Market-Driven Subset Selection for Budgeted Training
Ashish Jha, Valentin Leplat, AH Phan
TL;DR
This work introduces a market-based framework for data subset selection under fixed budget constraints, leveraging the Logarithmic Market Scoring Rule (LMSR) to coherently aggregate heterogeneous utility signals into prices over training examples. By modeling each example as a tradeable contract and incorporating token-aware and topic-separable pricing, the method achieves principled maximum-entropy aggregation with theoretical utility-recovery guarantees under noisy signals. Empirically, the approach matches or surpasses strong single-signal baselines on GSM8K under a 60k-token budget and delivers competitive, stable performance on AGNews across multiple retention rates, all with modest computational overhead (<0.1 GPU-hours for selection).
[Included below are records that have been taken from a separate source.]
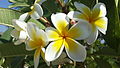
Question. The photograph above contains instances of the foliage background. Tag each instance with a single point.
(104, 53)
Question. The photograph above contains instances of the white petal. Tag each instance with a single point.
(39, 10)
(102, 24)
(43, 56)
(41, 1)
(83, 8)
(31, 30)
(99, 10)
(80, 30)
(52, 34)
(19, 25)
(93, 36)
(15, 33)
(36, 57)
(74, 15)
(30, 45)
(54, 50)
(35, 15)
(23, 17)
(18, 42)
(75, 50)
(23, 35)
(60, 21)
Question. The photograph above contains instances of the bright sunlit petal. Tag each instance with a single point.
(99, 10)
(75, 15)
(54, 50)
(52, 34)
(102, 24)
(80, 30)
(31, 45)
(60, 21)
(31, 30)
(23, 16)
(36, 57)
(93, 36)
(39, 10)
(75, 50)
(83, 8)
(22, 35)
(19, 25)
(43, 56)
(15, 33)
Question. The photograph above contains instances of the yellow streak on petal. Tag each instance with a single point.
(36, 43)
(57, 45)
(100, 23)
(32, 10)
(74, 32)
(70, 45)
(82, 16)
(37, 52)
(53, 35)
(62, 26)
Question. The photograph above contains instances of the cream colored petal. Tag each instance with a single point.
(93, 36)
(39, 10)
(22, 35)
(101, 24)
(80, 30)
(19, 25)
(18, 42)
(43, 56)
(15, 33)
(35, 15)
(54, 50)
(60, 21)
(24, 16)
(31, 44)
(52, 34)
(75, 15)
(36, 57)
(83, 8)
(41, 1)
(99, 10)
(31, 30)
(40, 34)
(75, 50)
The framework offers a practical, scalable path for multi-signal data curation in instruction tuning and prompt-level reasoning tasks, with extensions toward learned signals and multimodal data.
Abstract
Training large language models on massive datasets is computationally expensive, yet empirical evidence suggests that substantial portions of training examples contribute minimally to final performance. Data subset selection addresses this inefficiency by identifying small, high-utility subsets under resource constraints. However, example utility is inherently multi-faceted, encompassing uncertainty, distributional rarity, and diversity signals that are heterogeneous and typically combined through ad hoc weighted sums lacking theoretical grounding. We propose a market-based framework that treats each training example as a tradeable contract and employs the Logarithmic Market Scoring Rule to aggregate multiple utility signals into coherent prices. Heterogeneous signals act as traders, a single liquidity parameter controls concentration versus smoothing, and topic-wise normalization ensures calibrated aggregation. Token budgets are handled explicitly through a price-per-token decision rule with an interpretable length-bias parameter. We establish theoretical connections to maximum-entropy aggregation and provide utility recovery guarantees under noisy but monotone signals. On GSM8K mathematical reasoning under strict 60k-token budgets, our selector achieves parity with strong single-signal baselines while exhibiting lower variance and incurring less than 0.1 GPU-hour overhead. On AGNews classification at 5-25\% retention rates, the market formulation delivers competitive accuracy with improved stability. Our framework unifies multi-signal data curation under fixed computational budgets for prompt-level reasoning and classification tasks.